Most webhook failures start before your business logic ever runs. Understanding acknowledgment timeouts, async handoff patterns, and provider retry behavior is the foundation of a reliable webhook consumer.

T
Tomasz Brzezinski
Staff Infrastructure Engineer
April 2, 2026
9 min read

Every webhook provider has a timeout budget. Stripe gives you 30 seconds. GitHub gives you 10. Shopify gives you 5. Exceed that budget, and the provider treats your endpoint as failed and schedules a retry — even if your handler eventually succeeds.

This sounds simple until you're running database migrations, processing image uploads, or calling three downstream services inside a webhook handler. Suddenly a "quick handler" takes 12 seconds, and you have a retry storm on your hands.

This post covers the mechanics of webhook acknowledgment, patterns for staying inside timeout budgets, and how async handoff actually works in practice.


What Providers Actually Measure

When a provider sends a webhook, the clock starts the moment their request leaves their servers. They measure time to first byte of your HTTP response — not time to process, not time to persist, not time to trigger downstream work.

Here's what different providers will do when your endpoint times out:

ProviderTimeoutRetry scheduleMax attempts
Stripe30s1h, 1h, 2h, 4h, 8h, 20h, 1d, 3d~8 over 3 days
GitHub10s~1min, gradual backoff~3
Shopify5s1min, 5min, 1h, 8h, 24h, 48h, 72h~7 over 48h
Twilio15s5min, 10min, 30min, 1h, 4h5
PagerDuty16s30s, 1min, 2min, 5min~5
SendGrid30sNone (best-effort)1

A few observations from this table: SendGrid does not retry at all, so if you miss it, you miss it. GitHub's retry window is extremely narrow. Shopify's 5-second budget is the tightest of the major providers and catches most teams off-guard the first time they integrate.

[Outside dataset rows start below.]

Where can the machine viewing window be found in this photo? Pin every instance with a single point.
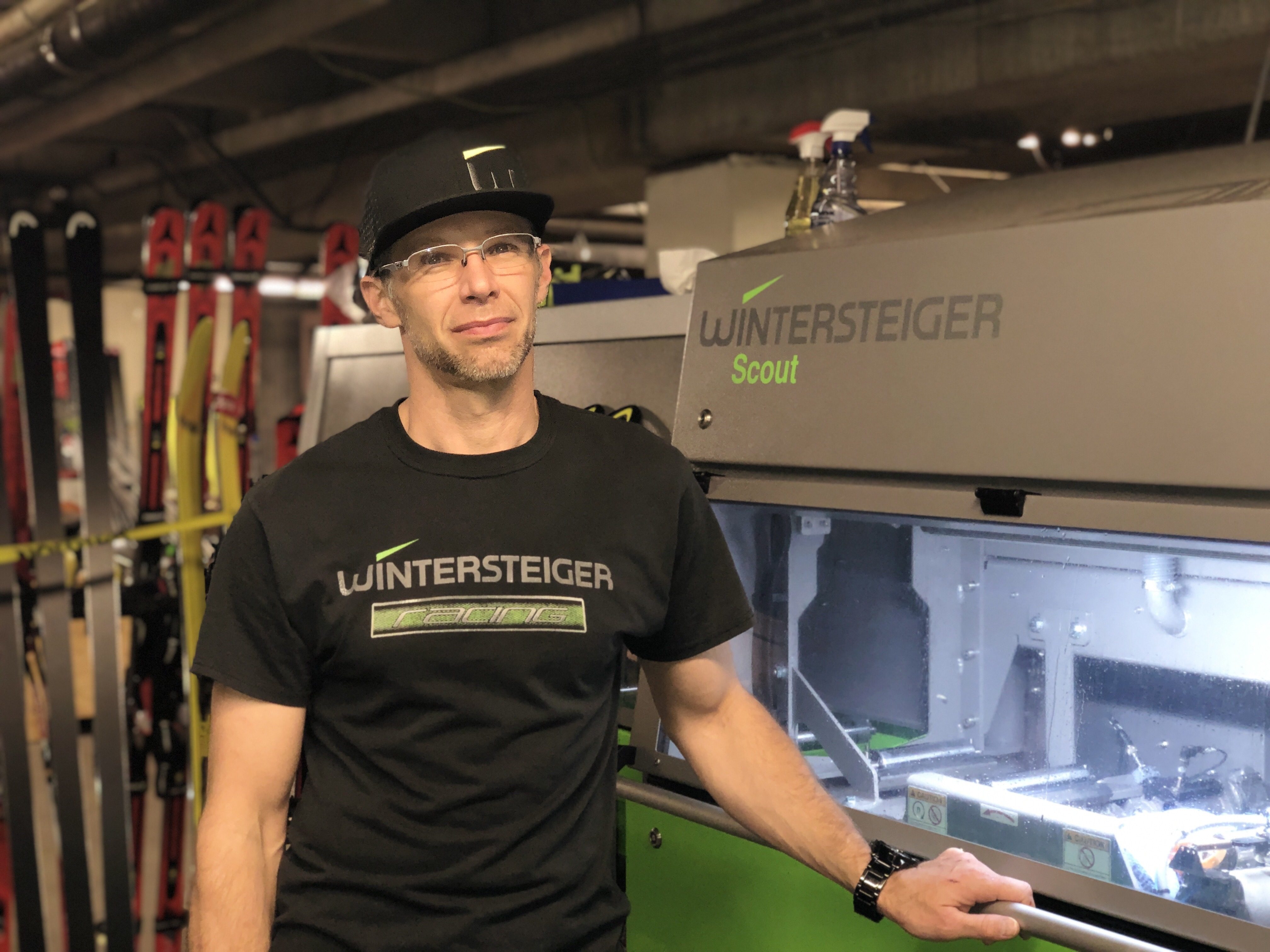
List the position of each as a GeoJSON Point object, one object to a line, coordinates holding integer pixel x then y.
{"type": "Point", "coordinates": [1095, 701]}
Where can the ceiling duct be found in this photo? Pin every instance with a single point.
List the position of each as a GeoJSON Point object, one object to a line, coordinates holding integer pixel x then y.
{"type": "Point", "coordinates": [84, 37]}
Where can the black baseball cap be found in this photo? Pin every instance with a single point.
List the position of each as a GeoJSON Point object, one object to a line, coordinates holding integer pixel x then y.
{"type": "Point", "coordinates": [445, 173]}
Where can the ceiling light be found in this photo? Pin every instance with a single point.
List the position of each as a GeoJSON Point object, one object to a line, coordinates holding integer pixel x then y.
{"type": "Point", "coordinates": [277, 286]}
{"type": "Point", "coordinates": [310, 289]}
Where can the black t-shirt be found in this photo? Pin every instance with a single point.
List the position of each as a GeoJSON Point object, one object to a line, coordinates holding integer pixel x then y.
{"type": "Point", "coordinates": [454, 626]}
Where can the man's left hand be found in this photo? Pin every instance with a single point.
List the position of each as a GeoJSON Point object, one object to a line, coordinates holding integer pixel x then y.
{"type": "Point", "coordinates": [934, 900]}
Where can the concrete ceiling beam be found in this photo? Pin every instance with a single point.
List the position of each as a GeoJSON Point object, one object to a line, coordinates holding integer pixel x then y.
{"type": "Point", "coordinates": [484, 68]}
{"type": "Point", "coordinates": [255, 33]}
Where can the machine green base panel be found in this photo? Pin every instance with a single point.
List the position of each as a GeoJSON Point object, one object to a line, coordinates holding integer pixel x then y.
{"type": "Point", "coordinates": [707, 892]}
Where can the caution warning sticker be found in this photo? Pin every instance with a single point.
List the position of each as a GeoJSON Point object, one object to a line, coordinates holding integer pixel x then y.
{"type": "Point", "coordinates": [929, 810]}
{"type": "Point", "coordinates": [1086, 855]}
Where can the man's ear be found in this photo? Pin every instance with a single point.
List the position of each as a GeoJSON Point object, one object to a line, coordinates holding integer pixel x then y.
{"type": "Point", "coordinates": [545, 275]}
{"type": "Point", "coordinates": [383, 309]}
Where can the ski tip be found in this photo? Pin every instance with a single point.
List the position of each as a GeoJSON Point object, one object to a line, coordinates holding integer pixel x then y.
{"type": "Point", "coordinates": [79, 220]}
{"type": "Point", "coordinates": [21, 220]}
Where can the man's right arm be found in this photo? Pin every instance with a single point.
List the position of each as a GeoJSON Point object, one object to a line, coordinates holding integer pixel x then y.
{"type": "Point", "coordinates": [253, 753]}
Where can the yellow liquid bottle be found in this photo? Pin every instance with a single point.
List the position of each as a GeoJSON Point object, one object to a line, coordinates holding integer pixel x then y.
{"type": "Point", "coordinates": [811, 145]}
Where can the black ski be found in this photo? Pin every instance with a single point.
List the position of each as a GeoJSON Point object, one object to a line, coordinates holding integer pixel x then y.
{"type": "Point", "coordinates": [30, 292]}
{"type": "Point", "coordinates": [101, 598]}
{"type": "Point", "coordinates": [20, 819]}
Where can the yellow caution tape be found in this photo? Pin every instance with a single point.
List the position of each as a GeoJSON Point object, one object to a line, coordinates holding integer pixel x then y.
{"type": "Point", "coordinates": [35, 550]}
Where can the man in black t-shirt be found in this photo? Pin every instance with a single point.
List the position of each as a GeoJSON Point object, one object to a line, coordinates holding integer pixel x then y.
{"type": "Point", "coordinates": [435, 605]}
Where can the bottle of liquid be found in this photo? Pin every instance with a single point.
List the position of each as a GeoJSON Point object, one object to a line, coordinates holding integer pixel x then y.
{"type": "Point", "coordinates": [809, 141]}
{"type": "Point", "coordinates": [838, 200]}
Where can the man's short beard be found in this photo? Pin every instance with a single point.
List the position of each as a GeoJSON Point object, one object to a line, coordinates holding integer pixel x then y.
{"type": "Point", "coordinates": [465, 369]}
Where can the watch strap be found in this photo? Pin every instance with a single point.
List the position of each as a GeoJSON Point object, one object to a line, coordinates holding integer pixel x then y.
{"type": "Point", "coordinates": [884, 862]}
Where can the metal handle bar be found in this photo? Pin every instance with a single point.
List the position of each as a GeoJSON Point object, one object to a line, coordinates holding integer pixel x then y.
{"type": "Point", "coordinates": [1062, 931]}
{"type": "Point", "coordinates": [1039, 923]}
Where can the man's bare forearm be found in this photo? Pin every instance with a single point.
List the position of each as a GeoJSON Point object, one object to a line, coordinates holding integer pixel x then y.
{"type": "Point", "coordinates": [235, 881]}
{"type": "Point", "coordinates": [761, 779]}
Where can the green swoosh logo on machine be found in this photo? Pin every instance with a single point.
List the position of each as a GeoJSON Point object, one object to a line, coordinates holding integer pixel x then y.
{"type": "Point", "coordinates": [760, 290]}
{"type": "Point", "coordinates": [386, 552]}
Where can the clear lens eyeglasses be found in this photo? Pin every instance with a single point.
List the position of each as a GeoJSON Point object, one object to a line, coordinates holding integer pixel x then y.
{"type": "Point", "coordinates": [503, 254]}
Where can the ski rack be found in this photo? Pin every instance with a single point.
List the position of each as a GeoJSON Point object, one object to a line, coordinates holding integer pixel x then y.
{"type": "Point", "coordinates": [251, 243]}
{"type": "Point", "coordinates": [30, 291]}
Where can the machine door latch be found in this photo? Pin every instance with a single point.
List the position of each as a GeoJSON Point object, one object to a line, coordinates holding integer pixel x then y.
{"type": "Point", "coordinates": [1003, 502]}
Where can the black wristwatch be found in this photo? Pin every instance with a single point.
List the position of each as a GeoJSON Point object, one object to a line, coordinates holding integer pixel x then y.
{"type": "Point", "coordinates": [886, 861]}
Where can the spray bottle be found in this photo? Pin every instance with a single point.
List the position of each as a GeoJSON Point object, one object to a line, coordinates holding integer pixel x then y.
{"type": "Point", "coordinates": [838, 200]}
{"type": "Point", "coordinates": [809, 140]}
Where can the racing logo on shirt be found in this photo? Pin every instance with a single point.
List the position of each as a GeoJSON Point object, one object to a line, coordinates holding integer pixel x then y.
{"type": "Point", "coordinates": [448, 615]}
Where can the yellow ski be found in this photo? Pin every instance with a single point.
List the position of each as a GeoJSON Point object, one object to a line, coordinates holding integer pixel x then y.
{"type": "Point", "coordinates": [188, 447]}
{"type": "Point", "coordinates": [226, 416]}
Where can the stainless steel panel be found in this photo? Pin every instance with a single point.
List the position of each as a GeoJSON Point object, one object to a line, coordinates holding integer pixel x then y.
{"type": "Point", "coordinates": [1119, 349]}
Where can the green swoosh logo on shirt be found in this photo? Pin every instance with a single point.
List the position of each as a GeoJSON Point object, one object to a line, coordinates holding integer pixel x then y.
{"type": "Point", "coordinates": [386, 552]}
{"type": "Point", "coordinates": [760, 290]}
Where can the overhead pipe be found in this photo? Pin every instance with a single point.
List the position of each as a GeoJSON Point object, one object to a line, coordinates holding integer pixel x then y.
{"type": "Point", "coordinates": [484, 68]}
{"type": "Point", "coordinates": [256, 33]}
{"type": "Point", "coordinates": [84, 37]}
{"type": "Point", "coordinates": [611, 256]}
{"type": "Point", "coordinates": [603, 229]}
{"type": "Point", "coordinates": [26, 17]}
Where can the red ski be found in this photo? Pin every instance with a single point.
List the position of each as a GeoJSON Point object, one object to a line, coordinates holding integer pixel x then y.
{"type": "Point", "coordinates": [251, 244]}
{"type": "Point", "coordinates": [205, 259]}
{"type": "Point", "coordinates": [338, 248]}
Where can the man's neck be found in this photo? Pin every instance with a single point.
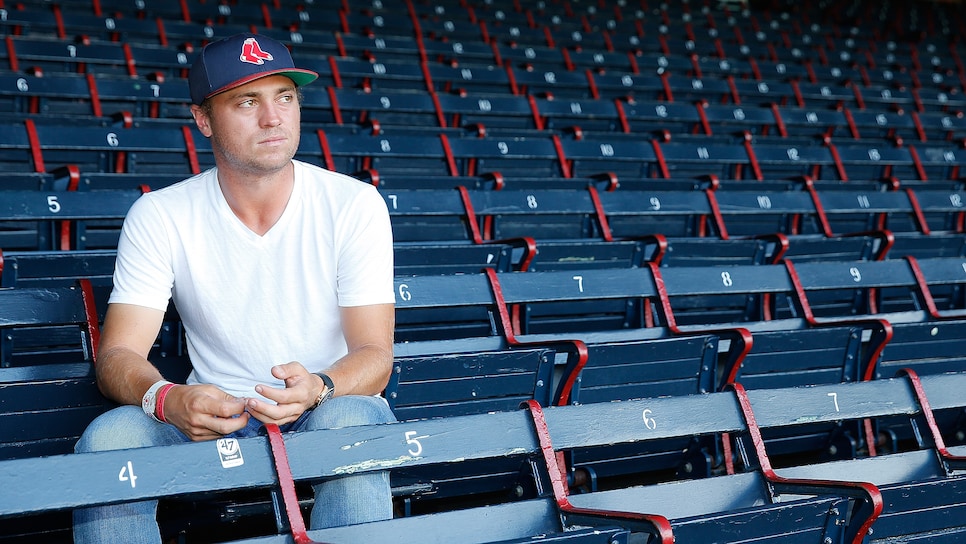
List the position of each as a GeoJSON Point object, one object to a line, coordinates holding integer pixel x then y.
{"type": "Point", "coordinates": [258, 201]}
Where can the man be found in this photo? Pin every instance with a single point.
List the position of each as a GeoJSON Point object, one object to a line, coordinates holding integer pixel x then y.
{"type": "Point", "coordinates": [282, 274]}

The Anti-Pattern: Synchronous Handlers

The most common webhook reliability mistake is processing synchronously inside the handler:

go
func (h *WebhookHandler) HandleStripe(w http.ResponseWriter, r *http.Request) {
    body, _ := io.ReadAll(r.Body)

    // Signature verification — fast, ~1ms
    if !verifyStripe(body, r.Header.Get("Stripe-Signature"), h.secret) {
        http.Error(w, "unauthorized", http.StatusUnauthorized)
        return
    }

    var event StripeEvent
    json.Unmarshal(body, &event)

    // ❌ Everything below happens synchronously, inside the provider's timeout window
    if event.Type == "customer.subscription.created" {
        h.db.CreateSubscriptionRecord(r.Context(), event)     // 50-300ms normally, 5s+ under load
        h.email.SendWelcomeEmail(r.Context(), event)          // 200-2000ms, external HTTP call
        h.crm.UpdateCustomerPlan(r.Context(), event)          // 100-800ms, external HTTP call
        h.billing.ProvisionLimits(r.Context(), event)         // 100-500ms, might hit DB lock
        h.slack.NotifyTeam(r.Context(), event)                // 200-1000ms, external HTTP call
    }

    w.WriteHeader(http.StatusOK)
}

In steady state, this might complete in 800ms. Under load, when your database is slow, when Slack's API is degraded, or when you're in the middle of a deploy, this blows past 5 seconds easily. The provider retries. Your idempotency layer (if you have one) saves you from duplicate charges. If you don't have one, you're double-provisioning customers.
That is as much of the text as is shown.